Like this man I’m seeing next to me right now sharing the red stop light with me in this red sedan twisting his head with a slight chin up from side to side as if he was the enthusiastic new fighter waiting on his name to be called so he can walk dominantly to the boxing ring to challenge the three years in a row champion fighter for his championship belt. Was this man next to me in this red sedan going for a promotion? Was he tired of life throwing trials and tribulations and he is now ready to not be a victim of it? Or maybe it is a combination of both those hypothesis. Maybe he was tired of life kicking him down and has now decided to go for the new promotion.
His hesitation to press on the gas when the light turned green indicated to me that he is lost in thought still thinking about how to go for what he wants, instead of just going out there and conquering the task.
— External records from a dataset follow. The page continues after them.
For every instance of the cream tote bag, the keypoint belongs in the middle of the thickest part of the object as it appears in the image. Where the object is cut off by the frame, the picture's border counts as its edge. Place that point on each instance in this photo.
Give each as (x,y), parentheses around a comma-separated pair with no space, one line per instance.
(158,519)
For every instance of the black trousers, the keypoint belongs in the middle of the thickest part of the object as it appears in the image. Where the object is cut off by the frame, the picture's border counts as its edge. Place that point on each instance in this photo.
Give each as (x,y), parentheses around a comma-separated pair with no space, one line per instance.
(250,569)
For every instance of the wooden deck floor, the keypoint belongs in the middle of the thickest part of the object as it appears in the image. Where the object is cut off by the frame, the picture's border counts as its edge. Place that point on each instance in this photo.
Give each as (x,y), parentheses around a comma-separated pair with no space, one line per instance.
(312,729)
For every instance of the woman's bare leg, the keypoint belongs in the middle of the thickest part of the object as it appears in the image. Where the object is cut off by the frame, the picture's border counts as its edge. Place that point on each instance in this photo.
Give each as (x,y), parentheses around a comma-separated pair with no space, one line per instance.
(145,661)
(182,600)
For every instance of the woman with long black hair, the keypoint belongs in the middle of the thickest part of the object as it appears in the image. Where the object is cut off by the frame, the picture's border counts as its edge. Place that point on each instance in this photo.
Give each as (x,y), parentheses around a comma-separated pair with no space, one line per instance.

The light is green, I better accelerate and drive quickly as to not disturb the flow of things. I do not want anybody mad at me for interrupting their flow to work. It’s ten minutes to 8 am. I suspect I will be about 15 minutes late for work.
After retiring as a psychologist I took a job as a dishwasher to make a little extra cash to go out to places for entertainment. My retirement funds only cover the basics. Washing dishes is the furthest job I could find from being around a lot of people. I am in my section of the kitchen with my back turned towards the other workers and I work seemingly alone. Although this leaves room for a lot of thinking in my head. A lot of pondering about old clients and their diagnosis.
Co-Founder and Co-Author
My name is Deborah and me and my husband, Gene, live here in LA. My husband Gene is a doctor, or I guess a psychologist, that practices here in California. I just landed a role as Elizabeth on one of the network daytime soaps filmed here. I play a female my same age and that is the only thing me and my character have in common.
It is interesting portraying a attractive 52 year old female, rich, all the right makeup and clothes, the perfect hairstyle, and at the same time play someone who has been married 5 times, 3 times to the same man. In real life, I have been married twice. Once way too young and then my second marriage to Gene. I guess you say our life together is simple and compared to the character I play, Boring!
It’s funny how I am portrayed to be so carefree, fickle, and self absorbed in my character role on the soaps. It looks so elementary on TV. In real life it is quite the opposite!
My day starts around 5 AM where I get up and head to the studio to start filming. I go in the studio and firat there is makeup, get into my character’s outfits, going over my lines, and fliming my scenes. It only take a matter of minutes when you are watching on your TV. Right? That four or five minutes takes total about 8 to 10 hours of worktime.
Then its off back to home where if I am lucky and my husband has not been called out on call or an patient emergency has not occurred, we might be able to steal a dinner together and some private time. Of course, remember I got to go my lines for tommorrow filming.
An aspiring 52 year female daytime actress and her real life doctor. Sounds just fabulous! Right? Not really I just a working girl with a husband like the majority of my viewers. I just get free hair and makeup as part of my job!